C’est une autre mémoire de l’Algérie, encore plus secrète et opaque que celle de l’indépendance, dont le cinquantenaire est célébré cette année. Un bout d’histoire plus récente pourtant, hantée par les fantômes des Groupes de légitime défense (GLD). Milices de civils armés par le pouvoir algérien dès 1994, les GLD eurent pour mission de lutter contre les militants islamistes qui semaient la terreur après l’annulation, par l’armée, des élections nationales qu’ils étaient en passe de gagner en décembre 1991. Pourtant, depuis lors, certains de ces groupes ont été baptisés «escadrons de la mort», appellation qui évoque leur dérive meurtrière envers la population civile.

A Nîmes, deux hommes connaissent parfaitement cette face sombre de l’histoire algérienne : Abdelkader Mohamed et Hocine Mohamed, établis en France depuis la fin des années 90, agents de sécurité à Nîmes. Les deux frères sont mis en examen par la justice française pour actes de «torture», «barbarie» et «crimes contre l’humanité», cela depuis 2004. Ils sont soupçonnés d’avoir commis ces actes alors qu’ils dirigeaient le GLD de Relizane, une ville à quatre heures de route au sud-ouest d’Alger. Huit ans d’une enquête difficile qui piétine tellement qu’elle a usé trois juges d’instruction et brisé les espoirs de la dizaine de victimes qui ont osé déposer plainte. Elle a été initiée grâce au courage d’un responsable local de la Ligue algérienne de défense des droits de l’homme, Mohamed Smaïn.

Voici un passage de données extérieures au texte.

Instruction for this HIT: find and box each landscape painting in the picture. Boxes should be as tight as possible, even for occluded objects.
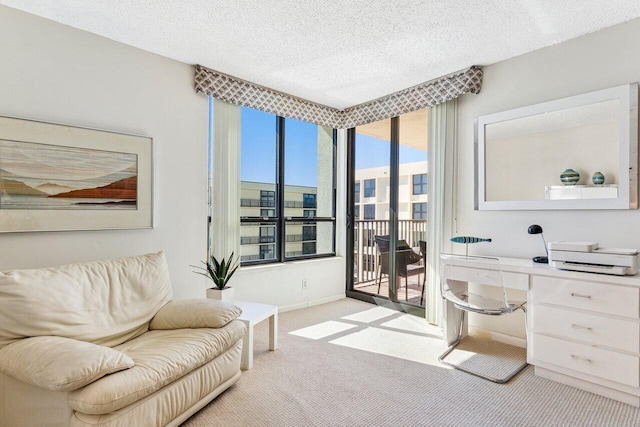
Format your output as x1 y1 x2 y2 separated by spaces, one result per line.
0 139 138 210
0 115 152 233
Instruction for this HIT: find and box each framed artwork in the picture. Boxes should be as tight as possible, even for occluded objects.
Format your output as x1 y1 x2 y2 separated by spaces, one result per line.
0 116 153 232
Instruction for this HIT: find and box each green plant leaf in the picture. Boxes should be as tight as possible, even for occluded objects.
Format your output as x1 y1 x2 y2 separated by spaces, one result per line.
193 252 240 290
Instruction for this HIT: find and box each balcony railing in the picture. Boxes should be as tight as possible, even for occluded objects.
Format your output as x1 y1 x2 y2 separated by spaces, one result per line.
353 219 427 286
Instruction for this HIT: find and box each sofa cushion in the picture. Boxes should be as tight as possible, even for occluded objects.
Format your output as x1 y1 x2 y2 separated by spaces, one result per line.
0 336 134 392
68 320 246 414
0 252 173 349
150 299 242 330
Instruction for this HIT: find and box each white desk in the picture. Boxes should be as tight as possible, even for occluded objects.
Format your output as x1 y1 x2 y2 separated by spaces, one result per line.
235 301 278 370
441 254 640 406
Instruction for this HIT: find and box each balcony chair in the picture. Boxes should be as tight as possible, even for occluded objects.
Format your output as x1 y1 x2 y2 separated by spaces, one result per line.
375 235 424 301
419 240 427 305
439 253 527 383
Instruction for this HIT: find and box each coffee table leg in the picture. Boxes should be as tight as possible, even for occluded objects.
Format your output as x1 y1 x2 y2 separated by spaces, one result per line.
269 312 278 351
241 324 253 370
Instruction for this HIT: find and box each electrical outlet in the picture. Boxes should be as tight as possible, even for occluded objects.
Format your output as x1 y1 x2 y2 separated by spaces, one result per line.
302 279 307 289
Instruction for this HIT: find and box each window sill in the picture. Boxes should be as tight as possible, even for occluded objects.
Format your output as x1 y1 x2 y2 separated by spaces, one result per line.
240 255 342 271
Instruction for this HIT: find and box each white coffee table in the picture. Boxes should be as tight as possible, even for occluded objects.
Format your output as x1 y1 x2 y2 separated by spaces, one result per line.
234 301 278 370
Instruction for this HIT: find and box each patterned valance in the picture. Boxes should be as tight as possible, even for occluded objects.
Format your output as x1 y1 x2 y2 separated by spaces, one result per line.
195 64 482 128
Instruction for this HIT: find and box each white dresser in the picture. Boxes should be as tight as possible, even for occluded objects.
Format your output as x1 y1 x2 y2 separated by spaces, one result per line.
529 274 640 406
441 255 640 406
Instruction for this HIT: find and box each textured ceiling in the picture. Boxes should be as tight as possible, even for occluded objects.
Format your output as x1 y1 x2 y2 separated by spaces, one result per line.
1 1 640 109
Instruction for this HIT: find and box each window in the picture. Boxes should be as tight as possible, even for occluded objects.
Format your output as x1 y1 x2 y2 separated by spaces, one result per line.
364 204 375 220
303 193 316 208
240 107 336 264
354 182 360 202
413 173 427 195
364 179 376 198
302 225 316 241
354 205 360 219
260 190 276 207
302 242 316 255
260 244 275 260
412 202 427 220
259 226 276 243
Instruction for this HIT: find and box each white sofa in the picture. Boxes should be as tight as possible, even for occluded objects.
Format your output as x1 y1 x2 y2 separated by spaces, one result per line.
0 251 245 427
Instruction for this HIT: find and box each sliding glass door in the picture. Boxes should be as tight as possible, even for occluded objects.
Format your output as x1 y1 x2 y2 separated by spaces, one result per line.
347 108 429 315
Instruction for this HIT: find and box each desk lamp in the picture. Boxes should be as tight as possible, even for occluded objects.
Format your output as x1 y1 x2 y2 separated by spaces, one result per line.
528 224 548 263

C’est lui qui, en janvier 1998, a découvert des charniers dans les environs de Relizane et lancé l’affaire en Algérie – où elle a été rapidement étouffée –, puis en France, où sa plainte est portée par la Fédération internationale des ligues des droits de l’homme (FIDH) et ses avocats parisiens Patrick Baudoin et Clémence Bectarte. Il y a un an, l’avant-dernier juge d’instruction a signifié la fin de son enquête, n’attendant plus que les réquisitions du parquet pour décider ou non, du renvoi d’Abdelkader etHocine Mohamed devant une cour d’assises. Mais rien ne s’est passé.

Depuis, le juge est parti et son successeur s'est à peine plongé dans le dossier. Une demande officieuse de réquisitions aux fins de non-lieu a même été répercutée jusqu'au parquet de Nîmes. Cependant, selon nos informations, un projet de réquisitions demandant un renvoi du dossier devant les assises aurait été bouclé fin août. La position finale du parquet général devrait être connue sous un mois. «On connaît les difficultés d'une enquête à l'étranger, réagit Me Baudoin. Malgré tout, l'instruction a été longue et le délai pris par le parquet est excessif. J'attends de la justice française qu'elle accélère la fin de l'instruction et prenne ses responsabilités devant les assises en toute indépendance, malgré l'omniprésence du poids politique dans tout ce qui touche l'Algérie. Cette affaire est exemplaire de l'impunité des bourreaux et du rôle de la justice, seul moyen pour les victimes d'obtenir réparation.»

«Le shérif» des milices

Le dossier est sensible car il est susceptible de mettre en lumière une part de responsabilité de l’Etat algérien dans la «décennie noire». Cette période de terreur – qui s’est ouverte après l’arrêt du processus électoral et la dissolution du Front islamique du salut (FIS) – a fait entre 60000 et 150000 morts, selon les sources, un bilan largement attribué à la violence islamiste. Mais l’affaire des «charniers de Relizane», comme on l’appelle en Algérie, montre que l’Etat a fermé les yeux sur les exactions de certaines milices populaires pourtant supposées protéger la population contre les islamistes qui, là comme ailleurs dans le pays, ont commis des massacres.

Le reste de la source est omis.